“またね。”
「俺さあ、好きな子いるんだよね」

「へっ?え…はっ!?」

なんだって菜摘にそんなことを言うのか全くわからない。

ありえないくらい声が裏返った菜摘を、駿くんが容赦なく笑い飛ばす。

「えっと…どれくらい?」

「わっかんね。気付いたら好きだった。でも1年くらいかな」

1年間も好きなんだ。

駿くんには彼女がいない。

ということは、ずっとその子だけを見てきたのかな。

純粋にすごいと思った。

だって菜摘は─



「…告ったりしないの?」

右を向き、目を合わせて言うと、駿くんは少し困ったように笑った。

「しねぇよ。

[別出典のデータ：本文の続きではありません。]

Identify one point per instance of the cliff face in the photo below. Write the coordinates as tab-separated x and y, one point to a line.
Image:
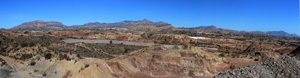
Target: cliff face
159	61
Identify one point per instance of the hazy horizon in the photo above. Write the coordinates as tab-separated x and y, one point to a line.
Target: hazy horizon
248	15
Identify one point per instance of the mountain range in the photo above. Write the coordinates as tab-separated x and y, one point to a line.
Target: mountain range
41	25
52	25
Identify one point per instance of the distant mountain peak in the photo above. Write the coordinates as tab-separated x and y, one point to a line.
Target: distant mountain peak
39	24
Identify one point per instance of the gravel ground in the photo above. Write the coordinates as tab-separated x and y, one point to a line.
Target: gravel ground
286	67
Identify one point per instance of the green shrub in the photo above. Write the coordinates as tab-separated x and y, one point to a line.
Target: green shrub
26	56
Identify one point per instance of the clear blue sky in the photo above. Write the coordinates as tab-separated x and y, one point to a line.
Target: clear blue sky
249	15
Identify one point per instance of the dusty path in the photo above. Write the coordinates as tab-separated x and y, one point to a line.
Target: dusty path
108	41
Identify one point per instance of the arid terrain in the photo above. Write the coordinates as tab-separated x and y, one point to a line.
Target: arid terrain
143	49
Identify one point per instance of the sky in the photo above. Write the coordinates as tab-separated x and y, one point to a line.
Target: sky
248	15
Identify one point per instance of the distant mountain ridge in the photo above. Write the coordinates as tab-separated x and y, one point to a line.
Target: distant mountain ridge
41	25
52	25
279	33
276	33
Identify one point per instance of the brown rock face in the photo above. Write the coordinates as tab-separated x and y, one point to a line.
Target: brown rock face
296	52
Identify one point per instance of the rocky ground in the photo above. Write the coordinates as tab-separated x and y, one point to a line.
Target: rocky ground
286	67
180	54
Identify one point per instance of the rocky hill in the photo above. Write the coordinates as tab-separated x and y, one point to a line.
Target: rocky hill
286	67
96	25
40	25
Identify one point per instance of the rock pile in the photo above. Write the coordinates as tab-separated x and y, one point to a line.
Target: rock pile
286	67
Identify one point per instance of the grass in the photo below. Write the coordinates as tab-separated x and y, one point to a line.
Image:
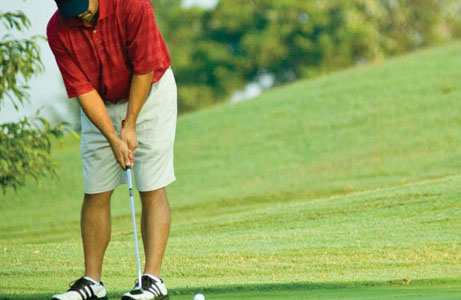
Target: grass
342	187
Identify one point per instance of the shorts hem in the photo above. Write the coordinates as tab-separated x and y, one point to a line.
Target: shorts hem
99	191
158	186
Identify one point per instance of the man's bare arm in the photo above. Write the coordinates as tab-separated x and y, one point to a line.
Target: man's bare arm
95	109
139	89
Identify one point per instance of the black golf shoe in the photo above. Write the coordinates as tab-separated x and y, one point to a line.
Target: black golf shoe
83	289
152	289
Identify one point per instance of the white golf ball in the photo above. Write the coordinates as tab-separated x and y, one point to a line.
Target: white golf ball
199	297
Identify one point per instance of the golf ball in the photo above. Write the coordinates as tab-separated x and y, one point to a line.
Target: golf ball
199	297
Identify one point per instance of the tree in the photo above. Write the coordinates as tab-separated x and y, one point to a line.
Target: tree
24	145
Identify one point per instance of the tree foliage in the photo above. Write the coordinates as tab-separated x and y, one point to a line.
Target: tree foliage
217	51
24	145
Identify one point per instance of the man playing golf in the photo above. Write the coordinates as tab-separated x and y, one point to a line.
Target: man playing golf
113	58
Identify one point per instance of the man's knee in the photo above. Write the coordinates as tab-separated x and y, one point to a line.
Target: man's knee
98	200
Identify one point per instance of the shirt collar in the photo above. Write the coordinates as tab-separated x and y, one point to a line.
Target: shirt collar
106	9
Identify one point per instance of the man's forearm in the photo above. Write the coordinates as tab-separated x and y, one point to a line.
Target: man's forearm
140	87
95	109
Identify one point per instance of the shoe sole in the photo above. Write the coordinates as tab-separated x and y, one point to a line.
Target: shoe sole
167	297
91	298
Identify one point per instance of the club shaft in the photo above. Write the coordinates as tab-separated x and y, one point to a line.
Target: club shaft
133	220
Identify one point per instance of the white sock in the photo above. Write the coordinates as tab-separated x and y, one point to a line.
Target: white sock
153	277
91	279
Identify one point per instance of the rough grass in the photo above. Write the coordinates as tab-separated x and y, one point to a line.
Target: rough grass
348	178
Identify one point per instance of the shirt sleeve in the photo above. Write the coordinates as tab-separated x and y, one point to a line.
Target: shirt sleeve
144	41
75	81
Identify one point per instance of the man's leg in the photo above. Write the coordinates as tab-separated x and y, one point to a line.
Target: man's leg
155	225
95	225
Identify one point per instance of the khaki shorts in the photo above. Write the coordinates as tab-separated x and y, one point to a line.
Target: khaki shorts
155	128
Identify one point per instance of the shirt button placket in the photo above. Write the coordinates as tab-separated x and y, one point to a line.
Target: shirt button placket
96	37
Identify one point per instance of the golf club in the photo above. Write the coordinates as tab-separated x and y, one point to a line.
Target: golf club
133	219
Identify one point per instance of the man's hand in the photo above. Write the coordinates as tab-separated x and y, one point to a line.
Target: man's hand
122	153
128	135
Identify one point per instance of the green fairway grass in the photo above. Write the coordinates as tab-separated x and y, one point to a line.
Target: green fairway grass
351	178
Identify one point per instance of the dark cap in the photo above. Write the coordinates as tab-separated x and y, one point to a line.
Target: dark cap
72	8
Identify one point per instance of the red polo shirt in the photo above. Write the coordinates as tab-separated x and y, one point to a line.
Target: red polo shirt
124	41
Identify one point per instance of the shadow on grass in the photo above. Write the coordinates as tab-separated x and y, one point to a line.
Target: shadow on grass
270	287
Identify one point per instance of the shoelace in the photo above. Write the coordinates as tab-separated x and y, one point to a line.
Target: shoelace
83	287
149	285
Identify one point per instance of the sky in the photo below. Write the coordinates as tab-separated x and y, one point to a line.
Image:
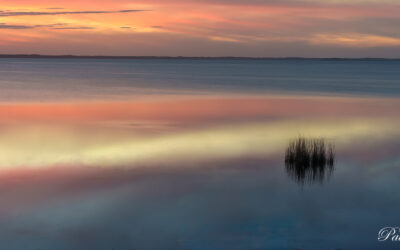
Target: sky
256	28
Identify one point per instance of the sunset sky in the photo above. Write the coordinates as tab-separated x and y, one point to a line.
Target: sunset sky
313	28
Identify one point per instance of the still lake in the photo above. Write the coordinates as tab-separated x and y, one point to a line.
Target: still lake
190	154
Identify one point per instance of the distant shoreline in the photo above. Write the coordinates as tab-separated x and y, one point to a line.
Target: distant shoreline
36	56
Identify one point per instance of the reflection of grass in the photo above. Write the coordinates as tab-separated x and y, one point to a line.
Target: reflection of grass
306	159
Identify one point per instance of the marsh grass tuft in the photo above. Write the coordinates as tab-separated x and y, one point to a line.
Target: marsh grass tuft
309	159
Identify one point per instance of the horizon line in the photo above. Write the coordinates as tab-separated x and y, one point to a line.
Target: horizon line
33	56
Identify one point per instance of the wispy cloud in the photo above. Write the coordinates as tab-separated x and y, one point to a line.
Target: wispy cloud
50	13
55	26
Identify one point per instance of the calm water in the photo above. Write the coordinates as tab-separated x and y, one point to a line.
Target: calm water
44	79
186	154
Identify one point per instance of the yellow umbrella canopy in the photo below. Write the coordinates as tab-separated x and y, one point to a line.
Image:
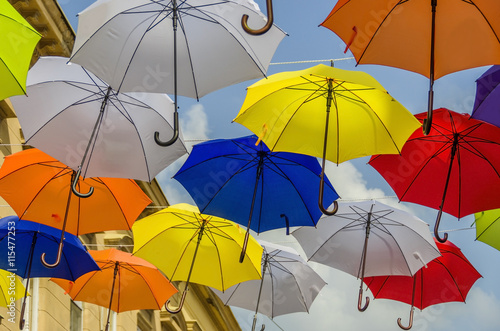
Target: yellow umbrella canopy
17	42
189	246
289	111
334	114
11	288
488	227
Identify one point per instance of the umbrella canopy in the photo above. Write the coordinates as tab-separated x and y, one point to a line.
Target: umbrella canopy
32	240
487	100
432	38
365	119
75	117
488	227
369	239
39	188
130	44
146	45
454	169
284	275
11	288
125	282
18	40
245	182
201	248
447	278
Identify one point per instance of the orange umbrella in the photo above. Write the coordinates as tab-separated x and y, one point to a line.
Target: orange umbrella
429	37
38	188
125	282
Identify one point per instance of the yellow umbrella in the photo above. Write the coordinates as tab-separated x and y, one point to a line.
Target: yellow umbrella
17	42
11	288
290	111
189	246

その子、他に好きな奴いるから」

そうなんだ…。

1年間、ずっと?

「でも告っちゃえばいいじゃん。うまくいくかもしんないし…」

「それはないな。男として見られてないだろうし。それにその子も、そいつのことずっと好きなんだよ。たぶん一生叶わない」

苦く笑う駿くんを見て、自分はなんて無神経なんだろうと思った。

駿くんはきっとたくさん悩んでいるのに、自分の意見を押し付けて。

『一生叶わない』

それは諦めでもなく、その子を1年間見てきた結果だと思った。

その子を、ちゃんと見てるから。

それなのに。



でも─

駿くんと自分が、少しだけ重なって見えたんだ。